Book Review: Evangelical vs Liturgical

Book Review: Evangelical vs Liturgical September 16, 2014

Melanie C. Ross

Evangelical versus Liturgical: Defying a Dichotomy
Grand Rapids, MI: Eerdmans, 2014.
Available at Amazon.com

Review by Dr. Rhys Bezzant (Ridley College)

This book defies more than a dichotomy. It also defies the odds, as it ably brings together competencies in systematic theology, liturgical studies, oral history, with an evangelical heart. Ross has written a relatively brief book of around 140 pages, based on her doctoral dissertation, in which she argues that it will not do to persist in making the facile contrast between liturgical and non-liturgical churches. The hegemonic assumption that only certain privileged texts used in worship would qualify that church as liturgically serious is shown to be inadequate. Ross also wants free churches in the evangelical tradition to design their weekly services more intentionally, for which she makes a good case and provides examples of churches already travelling in this direction. Despite contemporary politics and culture creating a “well curve,” in which there is a missing centre, Ross holds out the hope that in matters liturgical, this ought not to be our fate.

Ecumenical scholars in the twentieth century have argued that the deep bass line of worship is a service structure, called the ordo, consisting of four elements: Word, bath, table and prayer. They have therefore criticised the free church tradition for replacing this with a putative ordo consisting of musical warm-up, sermon and altar call. Charles Finney, the great mid-nineteenth century frontier revivalist, is blamed for this departure, which ultimately downgrades the visible and the sacramental. Ross, on the other hand, wants to demonstrate from both Charles Finney and George Whitefield before him, that their ecumenical credentials are actually a precursor to modern ecumenism, and that accusing them of causing decline through their liturgical innovation is to run interference in the analysis of contemporary conditions. “Pragmatism and ecumenism function in the Frontier tradition not as a dichotomy, but as a dialectic of hope and history” (p. 31). The difference between liberal and evangelical churches is the more substantial disagreement on the nature of God’s action in the world (p. 54), not their commitment to the ecumenical cause in its liturgical guise.

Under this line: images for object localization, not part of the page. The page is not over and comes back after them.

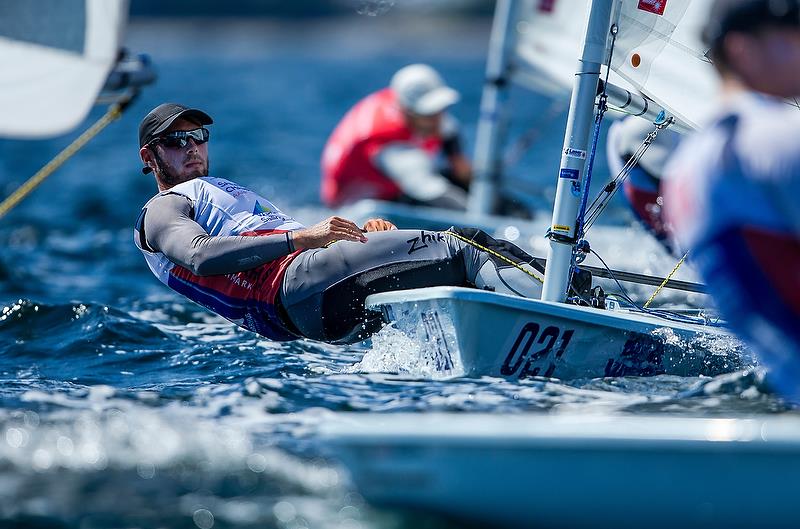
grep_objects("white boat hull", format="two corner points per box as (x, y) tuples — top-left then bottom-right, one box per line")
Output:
(366, 287), (749, 379)
(322, 412), (800, 529)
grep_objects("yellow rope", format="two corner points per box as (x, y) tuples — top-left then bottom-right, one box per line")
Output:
(446, 229), (544, 284)
(0, 103), (124, 220)
(643, 250), (689, 309)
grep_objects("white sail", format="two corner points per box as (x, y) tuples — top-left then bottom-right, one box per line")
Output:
(512, 0), (638, 97)
(609, 1), (718, 130)
(512, 0), (721, 130)
(0, 0), (128, 138)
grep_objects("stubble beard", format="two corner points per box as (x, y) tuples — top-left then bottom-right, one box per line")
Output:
(154, 150), (210, 188)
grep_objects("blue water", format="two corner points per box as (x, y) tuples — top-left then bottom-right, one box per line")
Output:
(0, 16), (786, 528)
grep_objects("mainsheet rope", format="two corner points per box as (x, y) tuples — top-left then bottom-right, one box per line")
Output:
(643, 250), (690, 309)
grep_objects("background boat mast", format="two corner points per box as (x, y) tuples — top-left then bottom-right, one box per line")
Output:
(469, 0), (520, 216)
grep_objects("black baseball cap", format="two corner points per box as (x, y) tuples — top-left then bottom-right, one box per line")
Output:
(703, 0), (800, 49)
(138, 103), (213, 148)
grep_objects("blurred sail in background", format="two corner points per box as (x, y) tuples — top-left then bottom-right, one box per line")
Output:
(513, 0), (585, 97)
(0, 0), (128, 138)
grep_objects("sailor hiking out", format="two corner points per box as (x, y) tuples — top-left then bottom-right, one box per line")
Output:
(135, 103), (548, 344)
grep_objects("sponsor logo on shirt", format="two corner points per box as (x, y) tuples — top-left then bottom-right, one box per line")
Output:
(225, 273), (254, 290)
(253, 201), (272, 215)
(252, 200), (288, 223)
(214, 179), (249, 198)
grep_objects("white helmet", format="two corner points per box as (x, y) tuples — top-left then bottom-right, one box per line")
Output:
(390, 64), (460, 116)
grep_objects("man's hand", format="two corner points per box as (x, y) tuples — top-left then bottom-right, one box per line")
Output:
(362, 218), (397, 232)
(291, 216), (368, 250)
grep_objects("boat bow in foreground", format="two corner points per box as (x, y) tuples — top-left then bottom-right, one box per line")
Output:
(323, 412), (800, 529)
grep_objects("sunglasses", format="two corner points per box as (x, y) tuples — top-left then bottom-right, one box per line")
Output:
(150, 127), (210, 149)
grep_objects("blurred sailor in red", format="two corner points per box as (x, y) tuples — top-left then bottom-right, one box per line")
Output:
(321, 64), (472, 209)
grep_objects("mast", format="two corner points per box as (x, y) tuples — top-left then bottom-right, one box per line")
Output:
(541, 0), (615, 303)
(469, 0), (520, 216)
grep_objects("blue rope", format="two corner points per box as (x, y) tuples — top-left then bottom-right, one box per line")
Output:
(566, 24), (616, 296)
(575, 24), (616, 244)
(576, 98), (607, 241)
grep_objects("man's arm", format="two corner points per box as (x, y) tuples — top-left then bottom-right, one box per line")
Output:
(143, 193), (295, 276)
(144, 194), (374, 275)
(373, 144), (468, 209)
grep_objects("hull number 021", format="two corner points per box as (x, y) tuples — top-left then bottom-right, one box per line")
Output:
(501, 322), (574, 378)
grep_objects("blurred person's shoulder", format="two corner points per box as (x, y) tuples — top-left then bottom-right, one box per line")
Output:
(733, 93), (800, 183)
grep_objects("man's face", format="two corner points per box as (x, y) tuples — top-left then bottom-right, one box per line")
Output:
(724, 27), (800, 97)
(142, 117), (210, 189)
(406, 111), (443, 138)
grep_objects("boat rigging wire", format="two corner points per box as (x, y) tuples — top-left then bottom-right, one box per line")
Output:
(589, 249), (717, 326)
(582, 117), (674, 233)
(531, 257), (705, 294)
(566, 21), (618, 295)
(566, 30), (686, 309)
(0, 92), (139, 221)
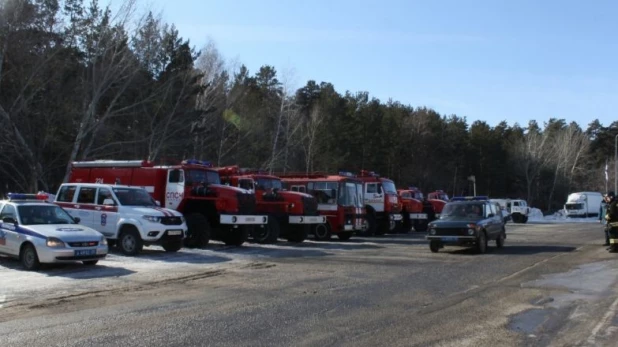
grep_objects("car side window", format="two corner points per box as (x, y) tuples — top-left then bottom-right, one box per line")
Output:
(77, 187), (96, 204)
(97, 188), (115, 205)
(56, 185), (77, 202)
(0, 204), (16, 220)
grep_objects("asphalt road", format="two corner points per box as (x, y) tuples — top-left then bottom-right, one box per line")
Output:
(2, 221), (618, 347)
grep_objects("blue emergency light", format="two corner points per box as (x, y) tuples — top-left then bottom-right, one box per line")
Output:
(450, 196), (489, 201)
(7, 193), (49, 201)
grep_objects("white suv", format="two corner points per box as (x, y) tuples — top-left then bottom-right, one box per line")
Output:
(55, 183), (188, 255)
(507, 199), (530, 224)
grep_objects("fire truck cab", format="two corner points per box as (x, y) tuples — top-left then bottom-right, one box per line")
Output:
(426, 190), (449, 217)
(356, 170), (402, 235)
(216, 166), (326, 244)
(279, 173), (366, 241)
(68, 160), (267, 247)
(397, 188), (432, 232)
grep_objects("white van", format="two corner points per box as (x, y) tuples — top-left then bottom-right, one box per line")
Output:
(563, 192), (603, 218)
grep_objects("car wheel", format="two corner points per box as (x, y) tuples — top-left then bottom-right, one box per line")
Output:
(430, 240), (440, 253)
(20, 243), (41, 271)
(83, 260), (99, 266)
(476, 231), (487, 254)
(496, 231), (505, 248)
(119, 228), (143, 256)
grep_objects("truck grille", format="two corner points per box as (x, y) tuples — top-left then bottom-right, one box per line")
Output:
(68, 241), (99, 247)
(435, 228), (469, 236)
(161, 216), (183, 225)
(302, 196), (318, 215)
(237, 193), (256, 214)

From a systematic perspective, Ross critiques the Roman Catholic views of Aidan Kavanagh who advocates the “logical priority of liturgy over Scripture” (p. 60), which would marginalise evangelical expressions of worship. She takes up the arguments of John Webster who highlights Kavanagh’s impoverished pneumatology and Trinitarianism, which in Webster’s understanding animate the church. Most helpfully, she also argues that sacramentalism ought not to guide our ecclesiology, for the Gospel of John has significant insights into the doctrine of church without making the sacraments its centre. Indeed, “the Johannine/Synoptic relationship provides a promising ecumenical lens for understanding evangelicalism’s relation to liturgical Christianity” (p. 79). Drawing on Miroslav Wolf, she also argues that there is something “existentially prior” to the construction of liturgy, namely the confession of faith (p. 86), with the “obligation of openness” identifying the church’s catholicity, not necessarily its textual forms (page 89). The goal of her argument is to try to find common ground: “Evangelical and liturgical scholars alike share a commitment to ecumenism, a nuanced understanding of Scripture that eschews fundamentalism, and a desire to think together about issues of ecclesiology and sacraments” (p.  129).

This book is short enough to be read easily, and dense enough to provide ongoing sustenance and reflection. My own work as an evangelical on the Liturgy Commission of the Anglican Church of Australia have been greatly enriched through reading it. Ross’s labours are bound to bless her students at the Yale Divinity School. Highly recommended.